Cette rencontre a été possible grâce au Conseil des affaires publiques musulmanes, un « advocacy » qui défend les droits des musulmans, qui est exclusivement financé par les dons des américains, et qui nous a ensuite reçus. A la fois chercheurs en sciences sociales et militants, ils ont par exemple réussi à stopper une programme de « prévention » du FBI qui entretenait la confusion entre musulmans et terroristes… Ils nous ont fait remarquer que pendant la présidence Obama aucun document fédéral ne parlait d’extrémisme islamique, mais d’extrémisme violent. Dans ce domaine, le choix des mots est primordial, pour ne pas stigmatiser une communauté en particulier, ce qui renforce le problème au lieu de le combattre… Autre élément important pour comprendre ce qui se passe aux Etats-Unis les afro-américains sont plus connectés avec l’islam au que les « blancs », par le biais des descendants d’esclaves musulmans, mais également des conversions, très nombreuses en prison, où les afro-américains sont sur-représentés. La question religieuse rejoint la question raciale, dans un contexte où les mosquées sont attaquées aux 4 coins du pays depuis l’élection de D. Trump. Des Sikhs ont même été assassinés par des personnes qui pensaient qu’ils étaient musulmans… A méditer pour nous, français, alors que l’extrême droite n’a jamais été aussi forte.

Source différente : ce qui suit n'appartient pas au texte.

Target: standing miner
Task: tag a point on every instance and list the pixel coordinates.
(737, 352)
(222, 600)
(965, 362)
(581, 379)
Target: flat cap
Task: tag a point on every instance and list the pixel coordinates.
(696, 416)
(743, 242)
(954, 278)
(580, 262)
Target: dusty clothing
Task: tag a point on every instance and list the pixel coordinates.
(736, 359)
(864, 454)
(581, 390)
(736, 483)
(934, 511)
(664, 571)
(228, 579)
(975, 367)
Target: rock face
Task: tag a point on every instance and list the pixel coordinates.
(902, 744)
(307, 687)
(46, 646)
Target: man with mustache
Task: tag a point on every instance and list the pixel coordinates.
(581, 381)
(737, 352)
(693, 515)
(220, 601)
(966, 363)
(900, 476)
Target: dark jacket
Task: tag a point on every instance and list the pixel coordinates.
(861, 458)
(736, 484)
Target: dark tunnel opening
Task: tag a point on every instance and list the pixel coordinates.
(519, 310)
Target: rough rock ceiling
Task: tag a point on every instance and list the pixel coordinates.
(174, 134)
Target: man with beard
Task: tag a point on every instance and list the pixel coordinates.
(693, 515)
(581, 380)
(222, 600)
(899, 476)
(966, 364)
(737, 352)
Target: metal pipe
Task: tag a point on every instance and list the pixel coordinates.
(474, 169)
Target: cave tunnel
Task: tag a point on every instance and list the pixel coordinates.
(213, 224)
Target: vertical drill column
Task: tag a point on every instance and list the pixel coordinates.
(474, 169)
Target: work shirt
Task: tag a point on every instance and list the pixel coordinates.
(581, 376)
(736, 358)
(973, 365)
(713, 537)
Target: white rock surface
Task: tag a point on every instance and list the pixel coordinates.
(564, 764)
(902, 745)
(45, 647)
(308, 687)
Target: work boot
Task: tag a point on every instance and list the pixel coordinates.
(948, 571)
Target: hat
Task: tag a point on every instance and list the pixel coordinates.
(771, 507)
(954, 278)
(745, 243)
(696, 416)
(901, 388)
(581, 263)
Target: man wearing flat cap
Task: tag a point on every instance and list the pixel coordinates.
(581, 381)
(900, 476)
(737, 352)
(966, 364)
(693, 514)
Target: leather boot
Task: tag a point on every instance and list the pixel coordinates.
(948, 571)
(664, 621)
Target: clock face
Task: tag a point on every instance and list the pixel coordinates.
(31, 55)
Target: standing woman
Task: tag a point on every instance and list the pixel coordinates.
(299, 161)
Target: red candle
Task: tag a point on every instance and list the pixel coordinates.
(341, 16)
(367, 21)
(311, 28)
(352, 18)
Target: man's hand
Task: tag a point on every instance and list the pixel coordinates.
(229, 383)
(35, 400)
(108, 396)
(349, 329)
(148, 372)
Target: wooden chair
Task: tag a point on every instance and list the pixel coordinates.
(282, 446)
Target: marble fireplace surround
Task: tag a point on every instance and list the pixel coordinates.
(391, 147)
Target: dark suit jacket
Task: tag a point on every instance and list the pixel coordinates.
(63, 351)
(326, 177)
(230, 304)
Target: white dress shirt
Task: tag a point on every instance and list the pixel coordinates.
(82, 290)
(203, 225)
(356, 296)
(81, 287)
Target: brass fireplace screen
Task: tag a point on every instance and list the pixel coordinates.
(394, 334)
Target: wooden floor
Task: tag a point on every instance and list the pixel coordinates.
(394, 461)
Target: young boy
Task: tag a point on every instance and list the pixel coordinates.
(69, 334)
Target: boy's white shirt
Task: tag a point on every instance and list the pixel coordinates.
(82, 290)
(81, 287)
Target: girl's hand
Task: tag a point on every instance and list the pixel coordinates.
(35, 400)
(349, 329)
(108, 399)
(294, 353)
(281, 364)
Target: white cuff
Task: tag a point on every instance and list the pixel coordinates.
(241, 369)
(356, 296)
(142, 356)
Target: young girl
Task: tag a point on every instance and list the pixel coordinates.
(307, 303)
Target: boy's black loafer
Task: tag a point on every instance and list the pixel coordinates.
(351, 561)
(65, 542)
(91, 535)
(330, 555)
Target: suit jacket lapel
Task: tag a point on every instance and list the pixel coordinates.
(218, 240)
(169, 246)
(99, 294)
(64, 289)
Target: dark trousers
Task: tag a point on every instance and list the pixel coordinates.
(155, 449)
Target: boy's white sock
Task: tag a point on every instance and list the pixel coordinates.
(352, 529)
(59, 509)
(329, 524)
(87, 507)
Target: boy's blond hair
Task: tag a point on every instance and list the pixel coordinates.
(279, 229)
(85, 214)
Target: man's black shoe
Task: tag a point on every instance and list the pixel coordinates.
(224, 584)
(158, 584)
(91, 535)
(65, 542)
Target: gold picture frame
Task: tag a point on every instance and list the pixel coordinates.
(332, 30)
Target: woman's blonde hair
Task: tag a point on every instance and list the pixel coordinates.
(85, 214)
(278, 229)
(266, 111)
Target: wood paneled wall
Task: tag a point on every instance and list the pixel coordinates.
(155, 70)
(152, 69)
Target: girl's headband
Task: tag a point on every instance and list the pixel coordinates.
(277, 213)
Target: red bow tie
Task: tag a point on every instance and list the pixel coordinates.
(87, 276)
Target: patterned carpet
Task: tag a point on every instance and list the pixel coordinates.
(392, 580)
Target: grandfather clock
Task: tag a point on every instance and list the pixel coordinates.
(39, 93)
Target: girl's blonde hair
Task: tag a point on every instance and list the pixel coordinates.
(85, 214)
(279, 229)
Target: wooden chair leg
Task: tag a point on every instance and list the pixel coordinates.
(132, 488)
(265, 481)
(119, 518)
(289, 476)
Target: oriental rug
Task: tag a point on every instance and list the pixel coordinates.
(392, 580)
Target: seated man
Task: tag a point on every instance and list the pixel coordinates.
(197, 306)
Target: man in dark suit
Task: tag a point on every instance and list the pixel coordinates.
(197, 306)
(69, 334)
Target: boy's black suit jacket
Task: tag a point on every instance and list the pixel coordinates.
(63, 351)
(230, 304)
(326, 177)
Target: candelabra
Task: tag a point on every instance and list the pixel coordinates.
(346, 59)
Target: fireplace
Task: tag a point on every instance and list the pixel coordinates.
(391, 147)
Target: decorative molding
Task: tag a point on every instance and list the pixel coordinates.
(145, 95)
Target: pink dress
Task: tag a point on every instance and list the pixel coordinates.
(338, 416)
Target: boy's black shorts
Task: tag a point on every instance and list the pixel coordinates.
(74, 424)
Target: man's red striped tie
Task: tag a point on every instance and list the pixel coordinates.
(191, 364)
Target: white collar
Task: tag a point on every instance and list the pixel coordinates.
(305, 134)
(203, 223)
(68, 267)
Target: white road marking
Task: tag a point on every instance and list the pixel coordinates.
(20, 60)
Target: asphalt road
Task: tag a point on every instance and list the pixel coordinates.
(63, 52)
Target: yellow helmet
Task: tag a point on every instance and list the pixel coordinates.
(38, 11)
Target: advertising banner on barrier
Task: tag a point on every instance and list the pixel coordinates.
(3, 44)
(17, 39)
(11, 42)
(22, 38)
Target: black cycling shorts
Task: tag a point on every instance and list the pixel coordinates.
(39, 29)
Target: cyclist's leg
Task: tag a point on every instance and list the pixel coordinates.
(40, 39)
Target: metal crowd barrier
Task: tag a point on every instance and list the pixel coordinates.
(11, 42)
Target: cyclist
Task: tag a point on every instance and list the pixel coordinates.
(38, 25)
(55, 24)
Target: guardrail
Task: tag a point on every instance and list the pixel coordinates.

Pour résumer le système américain de lutte contre les discriminations, en comparaison duquel le nôtre fait pâle figure :
– un ministère de la justice pleinement mobilisé, avec une division des droits civiques, et des procureurs actifs qui portent plainte
– des agences fédérales par situation de discrimination comme l’emploi, ou le logement, qui instruisent les plaintes, proposent des conciliations et peuvent amener les litiges devant le juge fédéral
– des agences au niveau de chaque Etat pour aider les victimes et saisir la justice locale comme la Commission des droits civiques du Maryland
des « avocacy » structurés et efficaces, financés par les dons privés, qui pèsent sur les pouvoirs publics
– des acteurs du culte soutenus dans leurs projets de lutte contre l’extrémisme

Des leçons à tirer pour notre pays qui, comme me le rappelait il y a quelques temps un haut fonctionnaire, vit dans une sorte de déni de sa diversité, et de ses conséquences.